In prossimità della consultazione referendaria del 22 e 23 marzo, le Acli Provinciali cuneesi, con l’Azione Cattolica della diocesi di Cuneo-Fossano, organizzano per giovedì 19 marzo a Fossano un incontro-dibattito per illustrare le ragioni di chi sostiene il “sì” alla riforma e chi sostiene il “no”. L’appuntamento, in collaborazione con i settimanali cattolici “La Guida” di Cuneo e “La Fedeltà” di Fossano, sarà ospitato dalle 20.45, nel salone del Seminario. Ad illustrare la materia – si legge in una nota della diocesi – sarà l’avvocato cuneese Davide Sacchetto, insegnante di Diritto e giornalista, che cercherà di chiarire le ragioni del “sì” e quelle del “no”, partendo dai presupposti che hanno portato alla consultazione referendaria, fornendo anche un quadro sullo stato attuale della Giustizia penale in Italia e sul preoccupante numero dei procedimenti penali attualmente in corso nei tribunali italiani. A moderare il dibattito saranno i direttori dei due settimanali: Massimiliano Cavallo (La Guida) e Walter Lamberti (La Fedeltà), che contribuiranno a dare ai presenti gli strumenti necessari a farsi un’idea più precisa sulla possibilità di confermare o respingere la riforma, accompagnando la scelta con un’informazione, una riflessione e una consapevolezza maggiori, nel rispetto della pluralità delle opinioni e delle convinzioni personali.
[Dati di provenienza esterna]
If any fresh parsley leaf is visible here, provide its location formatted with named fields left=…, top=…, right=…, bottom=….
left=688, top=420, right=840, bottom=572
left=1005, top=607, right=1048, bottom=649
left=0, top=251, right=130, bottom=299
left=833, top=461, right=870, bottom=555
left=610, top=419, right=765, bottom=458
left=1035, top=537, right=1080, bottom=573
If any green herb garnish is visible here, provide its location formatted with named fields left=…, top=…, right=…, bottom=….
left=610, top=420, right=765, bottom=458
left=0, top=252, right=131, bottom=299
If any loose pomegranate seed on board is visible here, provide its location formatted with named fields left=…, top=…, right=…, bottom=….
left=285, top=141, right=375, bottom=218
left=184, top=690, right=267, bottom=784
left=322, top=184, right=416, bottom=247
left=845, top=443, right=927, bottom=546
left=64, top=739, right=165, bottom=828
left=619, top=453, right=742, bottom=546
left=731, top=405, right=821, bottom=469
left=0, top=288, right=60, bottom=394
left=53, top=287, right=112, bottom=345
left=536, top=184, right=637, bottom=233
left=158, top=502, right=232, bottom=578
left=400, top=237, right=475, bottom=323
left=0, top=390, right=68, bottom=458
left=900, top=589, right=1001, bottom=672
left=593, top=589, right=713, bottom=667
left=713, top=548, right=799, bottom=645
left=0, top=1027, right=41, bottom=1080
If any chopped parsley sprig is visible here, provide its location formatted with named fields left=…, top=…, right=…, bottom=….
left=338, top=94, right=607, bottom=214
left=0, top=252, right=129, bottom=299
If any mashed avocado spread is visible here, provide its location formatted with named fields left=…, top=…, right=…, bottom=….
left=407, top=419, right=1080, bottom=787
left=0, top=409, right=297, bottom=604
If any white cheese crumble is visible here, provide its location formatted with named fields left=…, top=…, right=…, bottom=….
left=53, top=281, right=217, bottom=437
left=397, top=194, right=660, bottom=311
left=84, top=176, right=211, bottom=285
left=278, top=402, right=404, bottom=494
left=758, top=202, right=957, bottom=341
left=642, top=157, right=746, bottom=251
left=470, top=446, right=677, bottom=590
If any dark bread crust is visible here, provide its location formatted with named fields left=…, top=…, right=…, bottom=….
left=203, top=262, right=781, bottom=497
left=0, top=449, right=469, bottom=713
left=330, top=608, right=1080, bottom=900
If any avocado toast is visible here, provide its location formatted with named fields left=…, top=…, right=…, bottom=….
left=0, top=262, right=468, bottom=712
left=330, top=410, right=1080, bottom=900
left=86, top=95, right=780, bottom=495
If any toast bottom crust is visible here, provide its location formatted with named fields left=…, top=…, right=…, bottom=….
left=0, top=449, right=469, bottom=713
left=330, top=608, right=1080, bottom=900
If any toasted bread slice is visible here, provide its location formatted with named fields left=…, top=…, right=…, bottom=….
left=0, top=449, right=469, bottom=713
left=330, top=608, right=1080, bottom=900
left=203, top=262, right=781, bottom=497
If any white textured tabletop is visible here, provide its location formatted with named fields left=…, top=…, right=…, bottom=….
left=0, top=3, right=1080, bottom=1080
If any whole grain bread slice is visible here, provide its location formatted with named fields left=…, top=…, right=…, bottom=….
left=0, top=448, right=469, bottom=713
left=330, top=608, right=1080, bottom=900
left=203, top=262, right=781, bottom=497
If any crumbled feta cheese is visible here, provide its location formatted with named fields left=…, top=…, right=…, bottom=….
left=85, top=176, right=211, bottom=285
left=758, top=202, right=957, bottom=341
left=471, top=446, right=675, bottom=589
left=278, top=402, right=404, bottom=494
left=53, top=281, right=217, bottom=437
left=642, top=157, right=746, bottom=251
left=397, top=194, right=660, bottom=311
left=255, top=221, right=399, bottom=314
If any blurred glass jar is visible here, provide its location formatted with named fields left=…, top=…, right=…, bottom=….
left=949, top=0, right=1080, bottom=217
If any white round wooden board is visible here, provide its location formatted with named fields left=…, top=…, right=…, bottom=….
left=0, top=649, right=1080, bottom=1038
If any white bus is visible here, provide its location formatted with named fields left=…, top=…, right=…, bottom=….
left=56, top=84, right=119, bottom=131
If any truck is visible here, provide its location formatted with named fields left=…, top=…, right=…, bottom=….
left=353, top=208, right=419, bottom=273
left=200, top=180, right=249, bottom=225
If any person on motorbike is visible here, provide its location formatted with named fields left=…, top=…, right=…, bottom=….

“Evitando la forte politicizzazione della campagna referendaria”, ha spiegato il presidente provinciale Acli, Elio Lingua, l’incontro mira a “stimolare la partecipazione al voto secondo coscienza, nel rispetto delle regole democratiche, nell’esercizio responsabile del diritto di cittadinanza, anche per portare rispetto verso tutti coloro che hanno sacrificato la loro vita per darci la possibilità di vivere in un mondo libero e democratico. Votare è un diritto e un dovere”. “Anche come Azione Cattolica nelle sue diverse articolazioni (nazionale, regionale, diocesana e parrocchiale) – ha affermato Michele Abrate, presidente dell’Ac diocesana – sono stati organizzati, in questi mesi, moltissimi appuntamenti di approfondimento e sensibilizzazione sul tema referendario. È significativo come questo impegno civile e politico sia spesso offerto dal mondo del volontariato e da tante associazioni cattoliche e laiche. In tal modo si cerca di riempire un vuoto informativo e formativo che si respira a livello politico, ove lo scontro, spesso verbale, prevale sulle ragioni e i veri contenuti”.